Illinois: "Imagine California without the sunshine, New York without the cultural elan"

The Chicago Expulsion Act of 2011


Chicago pols control almost all seats of power in Illinois. Gov. Pat Quinn, House Speaker Mike Madigan, Senate President John Cullerton, Attorney General Lisa Madigan and Secretary of State Jesse White are all Democrats from Chicago. So was former Gov. Rod Blagojevich, who this month was sentenced to 14 years in prison for corruption, including trying to sell President Obama's vacated seat in the U.S. Senate. Consequently, as Mr.

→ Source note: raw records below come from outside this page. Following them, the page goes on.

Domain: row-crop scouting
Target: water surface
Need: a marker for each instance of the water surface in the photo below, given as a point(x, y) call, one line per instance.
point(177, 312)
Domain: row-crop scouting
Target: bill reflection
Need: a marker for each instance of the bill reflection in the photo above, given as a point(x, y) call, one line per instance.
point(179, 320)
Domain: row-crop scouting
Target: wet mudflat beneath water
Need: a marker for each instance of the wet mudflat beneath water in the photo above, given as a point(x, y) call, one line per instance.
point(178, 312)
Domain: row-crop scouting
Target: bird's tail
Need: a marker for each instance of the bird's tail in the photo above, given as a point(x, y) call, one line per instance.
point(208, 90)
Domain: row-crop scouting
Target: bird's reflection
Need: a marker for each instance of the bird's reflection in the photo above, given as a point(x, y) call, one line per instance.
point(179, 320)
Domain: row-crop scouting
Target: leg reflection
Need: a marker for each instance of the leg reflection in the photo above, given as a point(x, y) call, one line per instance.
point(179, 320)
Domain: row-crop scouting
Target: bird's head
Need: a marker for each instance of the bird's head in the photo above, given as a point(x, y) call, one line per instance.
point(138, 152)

Wooters says, a lot "of the money that we have down here goes up there to bail out Chicago."

In 2008, lawmakers in Springfield cobbled together a $530 million rescue package for Chicago's transit system, which was on the brink of collapse because of sky-high labor and legacy costs. Just this week they pushed through $300 million of tax credits for the Chicago Mercantile Exchange, Chicago Board Options Exchange and Sears to prevent the businesses from fleeing to lower-tax climes. Both Indiana and Ohio have been aggressively poaching Illinois businesses, especially since January, when lawmakers raised the state income tax to a flat 5% from 3% and the corporate tax to 9.5% from 7.3%.

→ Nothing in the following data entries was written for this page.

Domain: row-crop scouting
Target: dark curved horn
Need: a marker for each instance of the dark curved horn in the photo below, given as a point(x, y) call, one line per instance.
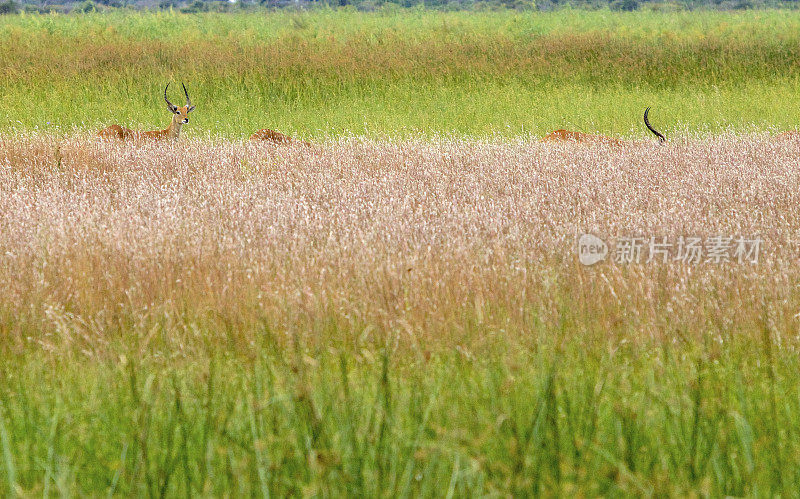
point(661, 138)
point(172, 107)
point(188, 102)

Comment: I basically hate the state. I hate driving in Chicago and avoid it the best I can. There is not one region of the state that I find appealing. You couldn't pay me to live there.


  1. Yes, it is difficult calling Illinois "home." My biggest gripe is with the political scene - specifically with how the decades of corruption have driven taxes sky-high...and no one seems to care. Either that, or they've just become resigned to it.

    But roads, services, parks, libraries - everything is better in the Twin Cities area, on FAR less tax income. It's sickening.

  2. Whenever I see what happens due to Chicago politicians, I'm guessing that Blago, Daley, Jackson and the gang are all on Sam Hurd's list.

    That said, while I despise their current political climate, I liked the museums in Chicago growing up. And the pizzerias--that's one thing that Minnesocold can't match.